Return from Africa

Emily Beauchemin left for Cape Town, South Africa, three months ago to volunteer as a child life specialist. We talked with her before she left, and she did us the courtesy of writing this upon her return.

“Wherever your may go, go with all of your heart.” –Confucius

Emily Beauchemin poses with a doll used to help children prepare for their medical procedures. It can be used to demonstrate a central line, skin grafts, hair loss and other situations the young patients will face.

How do you even go about describing an experience that has changed your life forever? When people have asked me about what my experience was like in South Africa, I could use many words: “beautiful,” “amazing,” “encouraging,” “vibrant,” and the list continues.  But not one word would sum up the depth of my journey in Cape Town, South Africa.  There are simply no words to paint the picture of the beautiful city and the time I spent working with children, families and the medical team at the Red Cross War Memorial Hospital.

Often in my life I have found that the days seem to march by so quickly without my notice to the date or time or day of the week that they are gone long before we have the chance to stop to say hello. Looking back on my time in Cape Town I wonder what happened to the last three months, how did they disappear so quickly?

The weeks on my calendar seemed to fly by so fast that I could never seem to keep up! Yet each day brought something new into my life; be it a new challenge, a new lesson, a new friend, or a new adventure, my life was constantly filled with moments that taught me more about myself and Child Life than I could have ever imagined.

Before going to Africa, I knew that I wanted to make a difference and somehow help these children and families who were facing one of the most traumatic times they may ever encounter. However, by working with each and every child and family, they gave me more than I could ever offer them. 

Every interaction that I encountered with a child and family they had a specific lesson to teach me; whether it was courage, strength, resiliency, love, patience, kindness or compassion, each one had something special to show me.

I distinctly remember my first week working in the burn ward at the Red Cross War Memorial Hospital, and I didn’t think that I was going to have the strength to give these families the supportive services that they needed.
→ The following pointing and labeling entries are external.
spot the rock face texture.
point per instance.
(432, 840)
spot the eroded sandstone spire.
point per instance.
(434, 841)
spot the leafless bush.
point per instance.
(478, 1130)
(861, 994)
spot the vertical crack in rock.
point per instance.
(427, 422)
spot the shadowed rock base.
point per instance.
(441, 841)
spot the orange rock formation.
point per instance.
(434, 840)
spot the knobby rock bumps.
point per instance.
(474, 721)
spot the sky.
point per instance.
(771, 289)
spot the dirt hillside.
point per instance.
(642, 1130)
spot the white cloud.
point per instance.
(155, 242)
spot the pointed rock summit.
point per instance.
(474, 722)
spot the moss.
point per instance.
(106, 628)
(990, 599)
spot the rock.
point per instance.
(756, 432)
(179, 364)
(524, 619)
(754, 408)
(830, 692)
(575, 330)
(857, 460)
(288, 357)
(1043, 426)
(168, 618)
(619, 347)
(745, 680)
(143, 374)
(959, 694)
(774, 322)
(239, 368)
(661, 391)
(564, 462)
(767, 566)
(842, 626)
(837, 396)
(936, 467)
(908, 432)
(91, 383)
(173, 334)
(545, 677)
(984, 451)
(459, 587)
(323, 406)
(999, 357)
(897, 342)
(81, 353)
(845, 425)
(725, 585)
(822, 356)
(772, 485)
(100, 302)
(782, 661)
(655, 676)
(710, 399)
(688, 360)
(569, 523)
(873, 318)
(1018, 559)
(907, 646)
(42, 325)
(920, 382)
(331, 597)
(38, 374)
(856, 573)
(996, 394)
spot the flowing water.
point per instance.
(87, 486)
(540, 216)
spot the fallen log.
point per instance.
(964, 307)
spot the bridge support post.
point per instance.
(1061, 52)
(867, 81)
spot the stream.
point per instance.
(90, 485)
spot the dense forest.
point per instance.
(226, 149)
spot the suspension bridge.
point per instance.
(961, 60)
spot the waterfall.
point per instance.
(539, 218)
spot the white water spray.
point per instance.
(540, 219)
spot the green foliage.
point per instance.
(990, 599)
The Red Cross War Memorial Hospital admits roughly 250,000 children annually, 95% of which are underserved or indigenous. On the burn ward, children suffer from severe second and third degree burns, which are usually caused by a lack of education or the living conditions in the townships, which are informal, underdevelopment living areas.

Stepping into the burn treatment room for the first time to support a child during a dressing change was one of the most eye opening experiences that I will never forget. Minutes after I provided some comforting support and distraction for this child who was in critical pain, I was quickly enlightened and amazed to how resilient these children were, despite the disparities and tribulations they had gone through. Each and every day brought something new, and some days were harder than I could have ever imagined. But even with the tough days, each child brought something positive into my life, which I am beyond grateful for.

During my time spent at Red Cross War Memorial Hospital, a woman named Lauren Pech created a program called the Creative Arts Therapy and Wellness Program.  Her newly established program includes the disciplines of: child life, art therapy, aromatherapy, play therapy, music therapy, and yoga therapy. Through these non-medical disciplines Lauren’s goal is to provide a more holistic approach in meeting the needs of the child. By providing psychological and emotional support through a range of modalities, children will not only be able to cope more effectively, but they will also be able to heal quicker by bringing joy and fun into their lives. Lauren asked me as well as a colleague of mine, if we would like to come back to South Africa in order to join the Creative Arts team at the hospital.

What an honor and privilege I felt at the moment that we received this position. All along, I knew that my true passion lies in South Africa, and I knew that this is where I needed to be. Since the program is newly developed, we will have to seek out our own funding in order to pay for our salaries.

So with our grant proposal in our hands, and our hearts in South Africa, we aim to seek out funding for our positions as Child Life Specialists during the next several months. And as I get ready for this new, exciting, selfless journey, I challenge and encourage you to also pursue your dreams. Each and every moment that we are living, there is a change waiting to happen; whether it’s a change in yourself, or your views, the change in the life of a child, or simply change in your perception on things.  Whatever your true passion may be, I hope that you can seek it whole-heartedly, and never once doubt your capabilities on making a difference, because anything truly is possible.